The metaverse is a digital environment, fueled by AR, VR, and XR technologies, where online and offline experiences seamlessly blend. In the world of e-commerce, this opens the door to many creative endeavors and exciting initiatives. The future of virtual shopping and ecommerce will enable brands to create endless products and limitless designs without having to overproduce or place further strain on the environment. With an endless virtual catalog, customers can choose any design they like and have it produced locally and shipped to them directly. Our vision is to make fashion more affordable, sustainable, and local using digital print technology – in the process, we are also modernizing the entire supply chain of the fashion industry.

In the next five years, consumers in the metaverse will be able to try on clothes using their own virtual avatars, which we will be able to customize and move between platforms such as Fortnight and Facebook. These “metahumans” will also be able to predict what your friends and social network are wearing, what you bought, and what you should buy in order to stand out.

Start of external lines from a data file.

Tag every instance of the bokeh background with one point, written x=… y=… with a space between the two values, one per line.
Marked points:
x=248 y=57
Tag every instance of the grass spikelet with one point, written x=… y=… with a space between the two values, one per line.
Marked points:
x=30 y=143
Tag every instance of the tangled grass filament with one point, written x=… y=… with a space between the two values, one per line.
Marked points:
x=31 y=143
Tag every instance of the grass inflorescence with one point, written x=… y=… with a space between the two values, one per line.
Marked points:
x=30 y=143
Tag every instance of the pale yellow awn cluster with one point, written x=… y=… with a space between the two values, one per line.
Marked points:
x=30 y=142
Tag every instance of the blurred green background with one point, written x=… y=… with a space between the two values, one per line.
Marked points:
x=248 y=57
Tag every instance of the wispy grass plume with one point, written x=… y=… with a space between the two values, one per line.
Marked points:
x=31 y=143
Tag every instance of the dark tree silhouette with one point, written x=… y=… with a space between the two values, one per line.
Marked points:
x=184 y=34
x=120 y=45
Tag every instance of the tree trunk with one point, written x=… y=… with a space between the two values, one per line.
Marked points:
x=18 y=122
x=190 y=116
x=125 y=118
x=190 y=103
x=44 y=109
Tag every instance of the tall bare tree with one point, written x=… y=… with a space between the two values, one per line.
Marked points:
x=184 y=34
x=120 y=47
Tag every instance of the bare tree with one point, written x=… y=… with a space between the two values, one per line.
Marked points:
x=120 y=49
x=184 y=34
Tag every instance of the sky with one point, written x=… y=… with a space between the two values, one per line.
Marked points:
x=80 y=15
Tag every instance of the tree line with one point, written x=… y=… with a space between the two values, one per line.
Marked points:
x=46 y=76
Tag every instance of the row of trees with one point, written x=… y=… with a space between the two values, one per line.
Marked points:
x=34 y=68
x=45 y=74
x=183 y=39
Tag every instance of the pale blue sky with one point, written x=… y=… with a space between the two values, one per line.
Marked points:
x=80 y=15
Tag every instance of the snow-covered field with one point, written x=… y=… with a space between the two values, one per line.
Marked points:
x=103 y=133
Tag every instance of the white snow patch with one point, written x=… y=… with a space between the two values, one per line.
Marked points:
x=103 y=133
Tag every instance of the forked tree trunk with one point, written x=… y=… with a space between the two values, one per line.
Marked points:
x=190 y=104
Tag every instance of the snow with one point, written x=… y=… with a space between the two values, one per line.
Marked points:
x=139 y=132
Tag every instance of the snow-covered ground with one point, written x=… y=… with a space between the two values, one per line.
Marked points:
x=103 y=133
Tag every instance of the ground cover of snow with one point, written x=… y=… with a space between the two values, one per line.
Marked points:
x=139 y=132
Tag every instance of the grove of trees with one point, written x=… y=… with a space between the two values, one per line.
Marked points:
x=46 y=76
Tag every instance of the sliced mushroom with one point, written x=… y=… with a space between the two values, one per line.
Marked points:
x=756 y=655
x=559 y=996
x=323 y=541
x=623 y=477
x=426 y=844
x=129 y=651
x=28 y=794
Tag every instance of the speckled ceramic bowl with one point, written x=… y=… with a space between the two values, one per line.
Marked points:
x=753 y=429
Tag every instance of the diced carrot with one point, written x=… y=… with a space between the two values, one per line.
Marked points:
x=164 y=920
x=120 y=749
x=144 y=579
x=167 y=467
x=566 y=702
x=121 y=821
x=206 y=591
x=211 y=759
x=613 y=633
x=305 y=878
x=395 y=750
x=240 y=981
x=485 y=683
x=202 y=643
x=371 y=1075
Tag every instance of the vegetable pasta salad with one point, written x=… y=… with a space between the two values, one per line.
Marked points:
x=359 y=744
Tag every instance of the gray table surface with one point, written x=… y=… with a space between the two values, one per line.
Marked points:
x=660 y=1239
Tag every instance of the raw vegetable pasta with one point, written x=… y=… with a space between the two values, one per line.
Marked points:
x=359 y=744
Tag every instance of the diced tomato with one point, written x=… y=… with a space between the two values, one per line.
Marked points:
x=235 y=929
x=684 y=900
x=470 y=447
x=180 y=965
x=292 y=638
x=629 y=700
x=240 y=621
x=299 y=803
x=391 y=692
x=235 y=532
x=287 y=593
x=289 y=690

As the metaverse grows, consumers will still deeply care about real-life fashion. While brands and developers are working to create digital collections, consumers will still be able to shop and wear these garments in reality. RTFKT Studios, recently acquired by Nike, is a company that pairs designed sneakers with their digital NFT representation for the perfect online-offline fashion experience. As these worlds blend, this will create business growth opportunities on all fronts. Shopping centers will have their own metaverse version and shoppers will be able to enjoy more accurate, remote fittings; shops that exist both online and off; and AR software that allows us to see the same outfit in different colors and fabrics without having to try it on multiple times.